Computer program code for carrying out operations for the present disclosure may be written in any combination of one or more programming languages, including an object oriented programming language such as Java, Smalltalk, C + +, and conventional procedural programming languages, such as the C language or similar programming languages. The program code may execute entirely on the user's computer, partly on the user's computer, as a stand-alone software package, partly on the user's computer and partly on a remote computer or entirely on the remote computer or server. In the case of a remote computer, the remote computer may be connected to the user's computer through any type of network, including a Local Area Network (LAN) or a Wide Area Network (WAN), or the connection may be made to an external computer (for example, through the Internet using an Internet service provider).

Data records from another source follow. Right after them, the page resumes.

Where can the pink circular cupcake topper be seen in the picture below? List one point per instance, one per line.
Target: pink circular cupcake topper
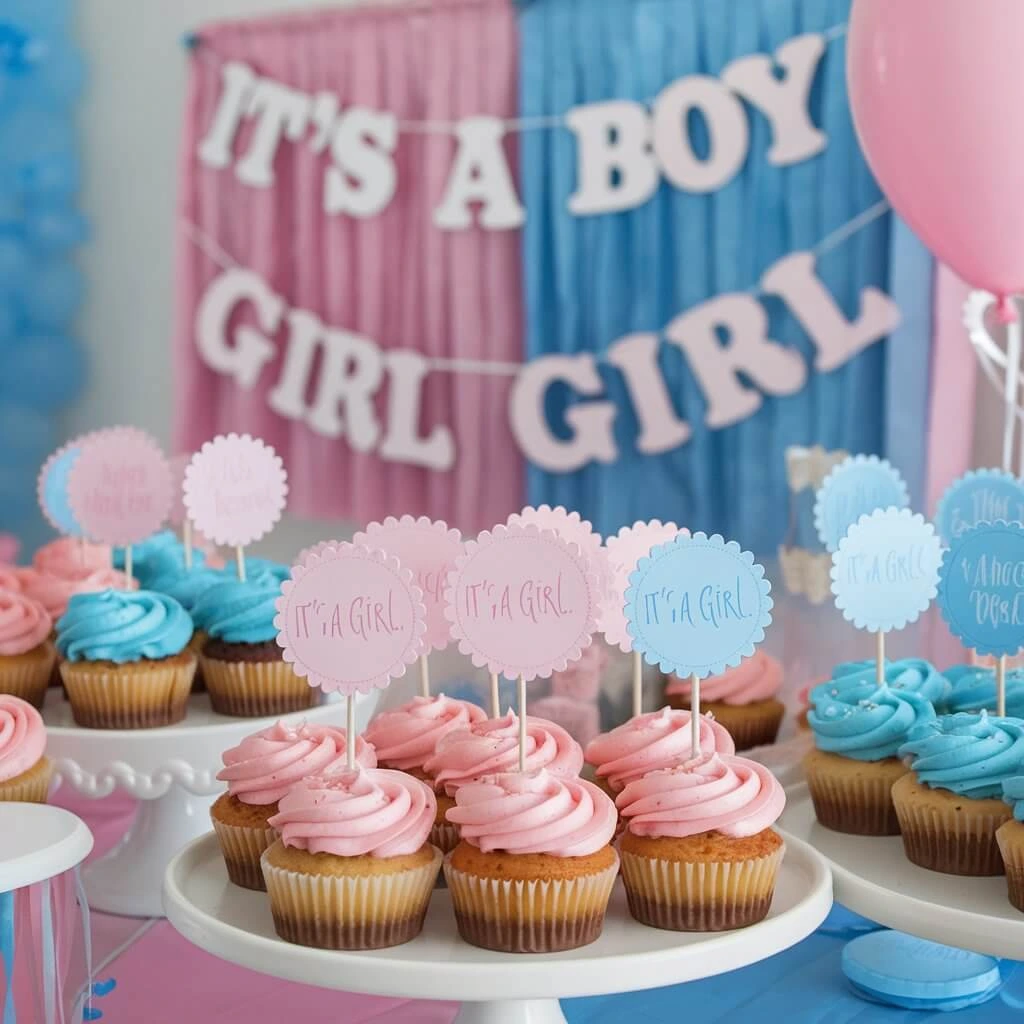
(119, 487)
(350, 620)
(522, 601)
(625, 550)
(235, 489)
(429, 549)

The flowchart and block diagrams in the figures illustrate the architecture, functionality, and operation of possible implementations of systems, methods and computer program products according to various embodiments of the present disclosure. In this regard, each block in the flowchart or block diagrams may represent a module, segment, or portion of code, which comprises one or more executable instructions for implementing the specified logical function(s). It should also be noted that, in some alternative implementations, the functions noted in the block may occur out of the order noted in the figures. For example, two blocks shown in succession may, in fact, be executed substantially concurrently, or the blocks may sometimes be executed in the reverse order, depending upon the functionality involved. It will also be noted that each block of the block diagrams and/or flowchart illustration, and combinations of blocks in the block diagrams and/or flowchart illustration, can be implemented by special purpose hardware-based systems which perform the specified functions or acts, or combinations of special purpose hardware and computer instructions.

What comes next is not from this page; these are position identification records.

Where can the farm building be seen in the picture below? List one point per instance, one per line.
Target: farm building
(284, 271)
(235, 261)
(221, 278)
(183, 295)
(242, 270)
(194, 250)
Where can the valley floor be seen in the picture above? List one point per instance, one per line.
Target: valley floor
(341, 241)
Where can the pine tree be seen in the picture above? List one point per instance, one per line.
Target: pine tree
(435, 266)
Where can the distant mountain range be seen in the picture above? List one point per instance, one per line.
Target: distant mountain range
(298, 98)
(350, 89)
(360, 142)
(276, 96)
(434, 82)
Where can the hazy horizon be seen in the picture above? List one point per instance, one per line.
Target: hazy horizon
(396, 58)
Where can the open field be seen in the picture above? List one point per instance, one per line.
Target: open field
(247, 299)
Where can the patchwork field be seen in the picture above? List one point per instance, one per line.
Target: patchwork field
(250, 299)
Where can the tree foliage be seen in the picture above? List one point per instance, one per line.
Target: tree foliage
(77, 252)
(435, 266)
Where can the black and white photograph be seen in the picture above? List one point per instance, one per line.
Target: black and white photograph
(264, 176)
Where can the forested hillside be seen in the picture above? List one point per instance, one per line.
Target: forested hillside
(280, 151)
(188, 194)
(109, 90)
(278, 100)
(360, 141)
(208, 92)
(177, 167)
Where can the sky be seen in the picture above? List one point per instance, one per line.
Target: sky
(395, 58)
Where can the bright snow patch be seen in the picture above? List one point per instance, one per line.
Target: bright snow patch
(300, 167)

The foregoing description is only exemplary of the preferred embodiments of the disclosure and is illustrative of the principles of the technology employed. It will be appreciated by those skilled in the art that the scope of the invention in the present disclosure is not limited to the specific combination of the above-mentioned features, but also encompasses other embodiments in which any combination of the above-mentioned features or their equivalents is possible without departing from the inventive concept as defined above. For example, the above features and (but not limited to) the features disclosed in this disclosure having similar functions are replaced with each other to form the technical solution.